Furthermore, the age of seed bearing, which is varied between species and trees in different environments (open landscapes and forests (Table 5)), cannot justify harvesting at a younger age, since the new generation of forest trees is effectively established based on the reproductive cycles of the species and the waiting years for the mast seeding (Petrokas & Kavaliauskas, 2022). Therefore, mast seeding should be used throughout the life of the forest to allow natural regeneration and/or silvicultural practices that promote the utilisation of the seed source (e.g., Övergaard, 2010; Gärtner, Lieffers & Macdonald, 2011; Pearse et al., 2021). For example, in mast years, the presence of seed-caching and berry-eating species is critical to the distribution of animal-dispersed oak trees, which depend on their seeds being carried away from the parent tree and buried by jays, mice, and squirrels (Moran, 2019).

The impoverished composition of many modern forests is the result of a long land-use history that has created gaps in the local ranges of tree species (e.g., Johann et al., 2004; Myking et al., 2016; Jansen, Konrad & Geburek, 2019). In many cases, successful spread of species is hindered by short dispersal distances compared to the large size of anthropogenic disturbances. In any case, due to biological reasons and various forest management approaches, the dynamics of natural regeneration and growth of forest trees is quite difficult to modify. After all, the seeds of many species of trees have special adaptations that allow them to remain dormant for years, waiting for optimal conditions to germinate and effectively establish a new generation (Venable & Brown, 1988; Klupczyńska & Pawłowski, 2021).
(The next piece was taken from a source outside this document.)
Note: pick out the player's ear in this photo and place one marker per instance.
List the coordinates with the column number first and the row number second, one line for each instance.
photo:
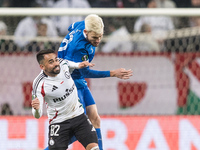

Incorporating closer-to-nature forest management

During this review we have also found that promoting closer-to-nature forest management through the emulation of natural disturbance-based patterns and processes is not an entirely new concept or approach. In 1880, Gayer developed the “Femelschlag” forest management approach (Silvy-Leligois, 1953; Raymond et al., 2009), a traditional reproduction technique used to produce multi-species forest stands by promoting shade intolerant trees, such as English oak, Scots pine, etc (Puettmann et al., 2009). It aims at harnessing accelerated natural regeneration by emulating natural disturbance-based patterns (gap size) and encouraging tree species diversity in multiple-age classes, thereby enhancing ecosystem complexity and resilience (Mohr & Schori, 1999). Targeted removal of the tree canopy allows more sunlight to reach the forest floor stimulating seeds stored on the ground to regeneration in the gaps, creating mixture of old and young forest conditions. Thus, moving towards closer-to-nature forest management involve wholistic analysis of past management systems combined with natural ecological patterns and processes of forest trees, vegetation communities (such as in this study), as well as novel methods of balanced and sustainable forest management.